Considérant que « le quotidien des massifs ne relève pas de la mythique loi Montagne » et qu’« il n’existe pas une, mais des montagnes », les rapporteurs proposent de choisir entre trois scénarios pour l’avenir de la politique de la montagne: la confirmation de la politique actuelle centralisée par l’Etat et s’appuyant sur les comités de massif, une montée en puissance des comités de massif recourant aux solidarités locales, l’Etat n’intervenant plus qu’à la marge, ou bien le transfert total aux Régions de la compétence montagne. L’intention à peine voilée, et redoutée par les élus, d’un désengagement de l’Etat dans la présentation de ces scénarios reste sans doute parmi les nombreuses lacunes ou les incohérences du rapport, le motif de rejet le plus radical.
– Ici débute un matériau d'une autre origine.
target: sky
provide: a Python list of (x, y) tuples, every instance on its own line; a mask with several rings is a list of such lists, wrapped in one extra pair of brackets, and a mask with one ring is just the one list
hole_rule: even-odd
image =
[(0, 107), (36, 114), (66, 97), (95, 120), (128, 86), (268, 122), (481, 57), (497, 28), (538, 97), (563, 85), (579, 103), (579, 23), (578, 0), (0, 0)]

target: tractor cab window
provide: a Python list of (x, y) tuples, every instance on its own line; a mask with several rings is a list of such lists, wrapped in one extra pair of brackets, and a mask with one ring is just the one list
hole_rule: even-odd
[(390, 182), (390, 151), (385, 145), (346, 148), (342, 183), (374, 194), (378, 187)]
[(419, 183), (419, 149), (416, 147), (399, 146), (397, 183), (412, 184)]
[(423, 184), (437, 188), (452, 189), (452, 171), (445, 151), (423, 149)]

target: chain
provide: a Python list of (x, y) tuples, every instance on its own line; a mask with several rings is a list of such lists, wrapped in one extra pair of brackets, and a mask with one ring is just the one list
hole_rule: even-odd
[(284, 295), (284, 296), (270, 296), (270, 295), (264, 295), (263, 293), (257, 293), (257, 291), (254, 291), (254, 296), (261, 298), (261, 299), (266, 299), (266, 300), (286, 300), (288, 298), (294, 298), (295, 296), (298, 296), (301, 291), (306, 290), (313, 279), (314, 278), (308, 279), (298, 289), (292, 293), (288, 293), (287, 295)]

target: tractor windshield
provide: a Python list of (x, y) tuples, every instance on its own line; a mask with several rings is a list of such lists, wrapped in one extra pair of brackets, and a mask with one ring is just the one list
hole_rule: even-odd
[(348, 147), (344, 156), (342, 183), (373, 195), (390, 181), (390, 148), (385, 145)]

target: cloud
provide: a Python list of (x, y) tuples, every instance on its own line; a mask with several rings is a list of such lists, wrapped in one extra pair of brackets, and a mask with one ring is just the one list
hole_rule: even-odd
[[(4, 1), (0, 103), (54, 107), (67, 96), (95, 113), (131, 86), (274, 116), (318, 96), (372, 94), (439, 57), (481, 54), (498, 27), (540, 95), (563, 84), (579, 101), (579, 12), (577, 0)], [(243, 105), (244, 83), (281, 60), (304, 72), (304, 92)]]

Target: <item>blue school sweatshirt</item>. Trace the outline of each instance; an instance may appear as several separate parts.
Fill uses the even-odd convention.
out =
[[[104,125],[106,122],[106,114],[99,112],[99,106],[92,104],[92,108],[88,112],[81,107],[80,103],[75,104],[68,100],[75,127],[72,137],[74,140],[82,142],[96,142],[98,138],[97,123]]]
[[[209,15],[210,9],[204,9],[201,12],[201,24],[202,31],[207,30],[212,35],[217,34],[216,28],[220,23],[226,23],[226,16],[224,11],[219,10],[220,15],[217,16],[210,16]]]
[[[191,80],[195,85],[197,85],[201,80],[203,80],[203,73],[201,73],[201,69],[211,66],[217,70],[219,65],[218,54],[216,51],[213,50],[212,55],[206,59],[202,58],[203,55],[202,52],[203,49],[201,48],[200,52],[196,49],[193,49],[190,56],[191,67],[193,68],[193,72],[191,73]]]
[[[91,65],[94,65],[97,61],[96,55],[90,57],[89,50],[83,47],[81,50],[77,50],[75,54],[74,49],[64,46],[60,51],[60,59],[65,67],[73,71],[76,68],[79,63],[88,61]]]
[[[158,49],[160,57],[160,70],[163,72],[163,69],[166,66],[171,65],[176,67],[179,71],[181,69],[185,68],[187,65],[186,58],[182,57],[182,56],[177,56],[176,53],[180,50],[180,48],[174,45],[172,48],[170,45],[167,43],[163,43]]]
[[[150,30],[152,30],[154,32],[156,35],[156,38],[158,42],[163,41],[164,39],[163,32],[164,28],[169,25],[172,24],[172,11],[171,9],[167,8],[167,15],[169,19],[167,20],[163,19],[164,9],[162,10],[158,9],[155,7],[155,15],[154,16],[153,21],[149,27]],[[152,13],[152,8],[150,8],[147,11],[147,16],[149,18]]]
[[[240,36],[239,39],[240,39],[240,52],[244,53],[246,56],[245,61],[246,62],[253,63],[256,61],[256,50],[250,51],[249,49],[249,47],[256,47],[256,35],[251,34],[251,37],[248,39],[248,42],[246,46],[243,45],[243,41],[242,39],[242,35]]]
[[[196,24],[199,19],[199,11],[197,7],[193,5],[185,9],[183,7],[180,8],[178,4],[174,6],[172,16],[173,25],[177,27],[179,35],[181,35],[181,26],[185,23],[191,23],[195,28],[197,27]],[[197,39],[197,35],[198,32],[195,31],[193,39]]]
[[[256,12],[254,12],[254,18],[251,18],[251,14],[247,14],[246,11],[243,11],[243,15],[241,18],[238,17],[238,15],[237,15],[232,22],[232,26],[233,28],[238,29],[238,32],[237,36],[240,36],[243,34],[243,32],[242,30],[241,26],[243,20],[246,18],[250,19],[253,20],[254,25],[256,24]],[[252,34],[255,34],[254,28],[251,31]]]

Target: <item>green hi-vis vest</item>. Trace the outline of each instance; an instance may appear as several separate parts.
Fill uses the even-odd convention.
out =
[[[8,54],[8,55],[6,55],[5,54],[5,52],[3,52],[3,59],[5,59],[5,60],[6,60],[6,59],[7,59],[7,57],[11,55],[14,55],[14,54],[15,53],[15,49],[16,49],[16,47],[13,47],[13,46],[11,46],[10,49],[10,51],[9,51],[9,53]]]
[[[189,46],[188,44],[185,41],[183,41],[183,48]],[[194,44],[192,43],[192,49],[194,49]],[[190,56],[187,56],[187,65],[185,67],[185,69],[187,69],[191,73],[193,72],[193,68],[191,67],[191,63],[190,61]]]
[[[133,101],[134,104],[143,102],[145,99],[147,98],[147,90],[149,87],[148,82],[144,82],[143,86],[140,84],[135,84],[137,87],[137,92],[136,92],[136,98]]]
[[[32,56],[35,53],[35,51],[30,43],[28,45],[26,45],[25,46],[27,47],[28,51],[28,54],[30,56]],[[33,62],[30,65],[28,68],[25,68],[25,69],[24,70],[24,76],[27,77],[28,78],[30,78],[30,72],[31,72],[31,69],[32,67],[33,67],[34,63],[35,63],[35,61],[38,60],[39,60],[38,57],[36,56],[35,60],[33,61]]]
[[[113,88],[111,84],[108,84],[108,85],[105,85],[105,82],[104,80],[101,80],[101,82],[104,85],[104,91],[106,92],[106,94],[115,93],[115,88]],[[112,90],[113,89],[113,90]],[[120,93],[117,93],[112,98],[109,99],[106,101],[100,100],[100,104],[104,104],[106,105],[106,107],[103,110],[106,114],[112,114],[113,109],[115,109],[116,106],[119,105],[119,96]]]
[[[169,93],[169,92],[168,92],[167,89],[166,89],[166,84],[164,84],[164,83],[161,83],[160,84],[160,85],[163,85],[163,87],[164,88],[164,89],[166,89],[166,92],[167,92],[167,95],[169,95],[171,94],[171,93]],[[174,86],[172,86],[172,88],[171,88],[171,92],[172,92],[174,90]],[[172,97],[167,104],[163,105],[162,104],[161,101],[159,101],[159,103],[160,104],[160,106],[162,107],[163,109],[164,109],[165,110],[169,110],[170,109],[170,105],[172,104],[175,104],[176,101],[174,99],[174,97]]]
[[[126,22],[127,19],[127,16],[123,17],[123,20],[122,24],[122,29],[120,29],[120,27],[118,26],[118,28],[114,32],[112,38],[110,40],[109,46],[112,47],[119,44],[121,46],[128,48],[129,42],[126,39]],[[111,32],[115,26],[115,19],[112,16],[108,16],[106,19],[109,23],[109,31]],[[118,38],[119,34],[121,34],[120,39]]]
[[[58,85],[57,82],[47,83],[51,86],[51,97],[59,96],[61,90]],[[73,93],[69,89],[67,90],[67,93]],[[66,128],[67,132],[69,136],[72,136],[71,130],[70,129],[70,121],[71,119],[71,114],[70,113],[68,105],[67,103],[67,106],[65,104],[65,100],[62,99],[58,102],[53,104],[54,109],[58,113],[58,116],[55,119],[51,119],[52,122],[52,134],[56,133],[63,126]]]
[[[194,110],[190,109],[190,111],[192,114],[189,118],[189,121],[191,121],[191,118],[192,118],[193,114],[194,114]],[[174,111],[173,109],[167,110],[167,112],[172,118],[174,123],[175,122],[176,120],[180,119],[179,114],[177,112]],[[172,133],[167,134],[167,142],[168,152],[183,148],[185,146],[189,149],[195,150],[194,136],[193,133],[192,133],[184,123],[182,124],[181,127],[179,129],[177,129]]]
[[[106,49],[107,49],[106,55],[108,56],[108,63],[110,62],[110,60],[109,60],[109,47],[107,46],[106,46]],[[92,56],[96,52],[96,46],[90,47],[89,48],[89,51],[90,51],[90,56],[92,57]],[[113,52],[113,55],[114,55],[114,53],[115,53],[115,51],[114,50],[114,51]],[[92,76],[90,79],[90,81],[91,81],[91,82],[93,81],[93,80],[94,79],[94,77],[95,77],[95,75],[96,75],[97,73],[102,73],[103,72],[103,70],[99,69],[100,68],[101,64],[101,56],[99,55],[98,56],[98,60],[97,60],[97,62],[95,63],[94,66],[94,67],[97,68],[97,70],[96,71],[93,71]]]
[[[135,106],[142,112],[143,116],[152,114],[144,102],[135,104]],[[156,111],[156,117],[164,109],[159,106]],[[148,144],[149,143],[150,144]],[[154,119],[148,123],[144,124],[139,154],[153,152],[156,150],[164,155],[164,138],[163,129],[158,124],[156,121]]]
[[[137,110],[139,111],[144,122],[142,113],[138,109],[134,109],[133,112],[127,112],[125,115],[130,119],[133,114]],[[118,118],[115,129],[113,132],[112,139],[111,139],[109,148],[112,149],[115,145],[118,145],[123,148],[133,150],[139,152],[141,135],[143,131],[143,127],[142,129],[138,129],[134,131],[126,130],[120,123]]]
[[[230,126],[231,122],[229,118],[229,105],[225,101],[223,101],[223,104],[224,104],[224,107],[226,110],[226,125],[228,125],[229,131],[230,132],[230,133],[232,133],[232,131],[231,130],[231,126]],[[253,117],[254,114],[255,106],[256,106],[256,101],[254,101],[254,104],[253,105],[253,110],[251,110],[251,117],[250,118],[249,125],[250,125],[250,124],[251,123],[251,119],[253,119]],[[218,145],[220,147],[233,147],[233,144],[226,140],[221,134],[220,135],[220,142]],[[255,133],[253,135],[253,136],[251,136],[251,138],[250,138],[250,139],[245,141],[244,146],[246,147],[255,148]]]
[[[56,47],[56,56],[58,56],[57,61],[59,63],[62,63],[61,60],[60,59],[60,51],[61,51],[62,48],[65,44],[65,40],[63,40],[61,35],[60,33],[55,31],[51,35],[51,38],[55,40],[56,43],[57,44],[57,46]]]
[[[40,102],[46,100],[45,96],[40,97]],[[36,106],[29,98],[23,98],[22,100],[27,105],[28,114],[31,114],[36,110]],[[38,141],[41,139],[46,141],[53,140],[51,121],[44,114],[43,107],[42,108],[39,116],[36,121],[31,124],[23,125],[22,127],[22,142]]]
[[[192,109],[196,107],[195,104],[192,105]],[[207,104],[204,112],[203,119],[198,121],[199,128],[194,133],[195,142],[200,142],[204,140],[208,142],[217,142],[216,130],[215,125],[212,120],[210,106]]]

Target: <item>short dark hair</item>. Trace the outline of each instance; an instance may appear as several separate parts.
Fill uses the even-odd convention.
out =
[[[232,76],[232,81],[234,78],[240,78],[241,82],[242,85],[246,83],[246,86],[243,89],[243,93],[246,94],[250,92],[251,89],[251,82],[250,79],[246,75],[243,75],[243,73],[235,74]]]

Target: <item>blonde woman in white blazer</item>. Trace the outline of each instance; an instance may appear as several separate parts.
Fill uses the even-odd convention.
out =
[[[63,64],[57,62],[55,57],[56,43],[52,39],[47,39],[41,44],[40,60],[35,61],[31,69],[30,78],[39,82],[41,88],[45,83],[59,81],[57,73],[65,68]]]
APPROFONDIR DE FAÇON CONCERTÉE LE BILAN DES 25 ANS DE LA LOI MONTAGNE

L’Association nationale des élus de la montagne, dans le cadre de son 27e congrès, demande:

  • que le Conseil national de la montagne (CNM) se réunisse au plus vite et soit saisi du rapport sur le bilan de la loi du 9 janvier 1985;
  • que la commission permanente du CNM soit chargée par le Premier ministre de poursuivre les investigations qui permettront, d’une part, de faire un diagnostic pertinent et des recommandations adéquates et, d’autre part, d’aboutir dans les meilleurs délais à la rédaction d’un projet de loi modificatif spécialement dédié à la montagne, coproduit avec les élus, qui répondrait de façon adaptée aux attentes et aux enjeux que connaissent les populations et les acteurs socioprofessionnels de leurs territoires;
  • que l’ensemble des mesures engagées donne un nouveau souffle pour relancer la politique nationale de la montagne.